Thursday, April 5, 2012

Night of NASA

Image: NASA, Landsat Data Continuity Mission Satellite flying over Eastern U.S.

LOCAL EVENT, GLOBAL PROBLEM: This evening we buzzed down to The Museum of Flight for a special event: NASA Climate Day.

On the schedule was a presentation by NASA Solar System Ambassador Merle Hanley in the Murdock Theater and a video chat with Meteorologist/Oceanographer Dr. Michelle Gierach of NASA's Jet Propulsion Laboratory at the California Institute of Technology. Dr. Gierach is an expert on the climate’s relationship between the oceans and the atmosphere, and we really enjoyed her hour long presentation and Q&A session.
CJ and Annabelle each had a question to ask her, of course. CJ asked what we can do to help stop global warming (awareness and carbon footprint items are part of the solution), and Annabelle asked her how she became interested in climate science (Gierach's home was destroyed by hurricane Andrew when she was a kid, and that made her want to study weather).

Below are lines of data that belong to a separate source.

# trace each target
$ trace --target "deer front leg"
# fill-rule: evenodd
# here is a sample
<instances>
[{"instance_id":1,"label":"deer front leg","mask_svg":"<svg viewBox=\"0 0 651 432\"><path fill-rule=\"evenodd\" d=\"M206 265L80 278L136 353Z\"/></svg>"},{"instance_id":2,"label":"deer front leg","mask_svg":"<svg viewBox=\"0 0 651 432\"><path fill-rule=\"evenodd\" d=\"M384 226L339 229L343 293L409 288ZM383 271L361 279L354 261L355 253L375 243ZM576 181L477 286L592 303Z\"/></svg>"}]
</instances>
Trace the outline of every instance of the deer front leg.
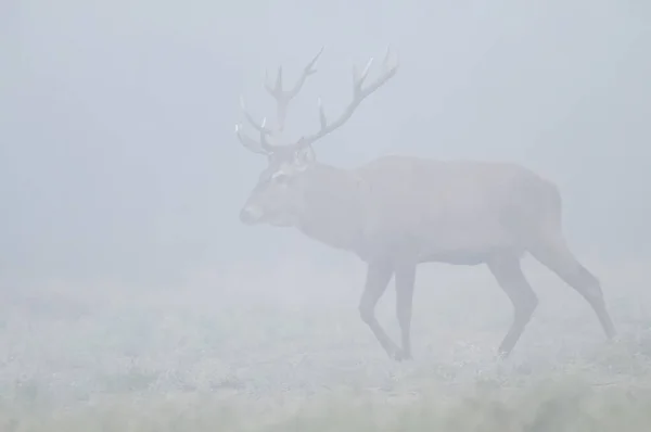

We also enjoyed checking out a number of info tables in the museum's Great Gallery. We talked with folks from the UW, Pacific Science Center, the Seattle Aquarium, Aviation High, Point Defiance Zoo, NOAA, the Burke Museum of Natural History and Puget Sound Energy, to name a few. I'm so grateful each and every time we have a chance to interact with scientists and science enthusiasts.

At various stations we learned about how satellites have helped scientists study climate change, and what that data means to Earth and us. One of our favorite visits was with a UW group that builds rockets - and I'm not talking about the standard Estes kits you buy at Toys R Us. These are rockets that shoot a mile high, and are fueled by the same thing the shuttles used to use.
Here, CJ & Annabelle stand next to the rocket the team will be taking to a competition in Huntsville, Alabama, in two weeks. Cool!

STILL WRIGGLING: The kids checked in on their critters today. As science class homework, they have to keep an observation diary about their meal and wax worms.
The meal worms all looked healthy. Annabelle's seem to have grown rather noticeably since she received them a week ago.

The waxworms have survived the first 24 hours under our 'care,' which is a bit of a relief since the kids' teacher told us she is afraid they're not a particularly healthy bunch. (They've been dropping like flies, er, worms, apparently.)
DIVER DOWN: Today we finally got around to experimenting with the Cartesian diver kit the kids picked up at the Paws on Science event last Saturday at the Pacific Science Center.
The diver was given to us by the scientist manning the booth about tsunamis. What's the connection between Cartesian divers and tsunamis, you ask? Good question - and one that was on the instructional materials that came with the kit.

The way the UW scientist explained it to us was that scientists try to detect tsunamis before they make landfall by attaching sensitive pressure detectors to the sea floor. When a tsunami moves across the ocean, the sensors record a change in pressure and beam a signal to a warning center. Using a Cartesian diver, people can experiment with water pressure.

CJ and Annabelle had fun making the thing bob up and down - AFTER we got it calibrated just right (not too big and not too small an air bubble in the diver).

WOOLLY BULLY: This afternoon we watched a video about the discovery of a perfectly preserved juvenile woolly mammoth (posthumously named Yuka). Found in Siberia, the remarkable discovery is the first instance where one of these prehistoric creatures was found to have something other than dark brown fur (Yuka is kind of a strawberry dark blond).

STAGE IS SET: We're getting ready for our addition, and to that end we now have some heavy equipment on site. Tomorrow, they're going to start cutting into our hillside. Ought to be interesting, to say the least.
When all is said and done, there will be a 2-car garage where the excavator is sitting now, with a living room and bedroom atop the garage and a flat roof deck atop the living areas. The window you see here will be gone, as that space will serve as the walk through connecting the old house with the new square footage. Wish us luck - things are going to get a lot worse (muddier, messier, louder, harder, etc.) before they get better.

When we came home this afternoon and found the excavator digging right next to our house, CJ declared, "I find this rather unsettling. ... It seems like something bad could happen."

1 comment:

  1. Just "rather", not "quite"?

    MPA sure gets its money's worth out of its MoF membership. Good deal.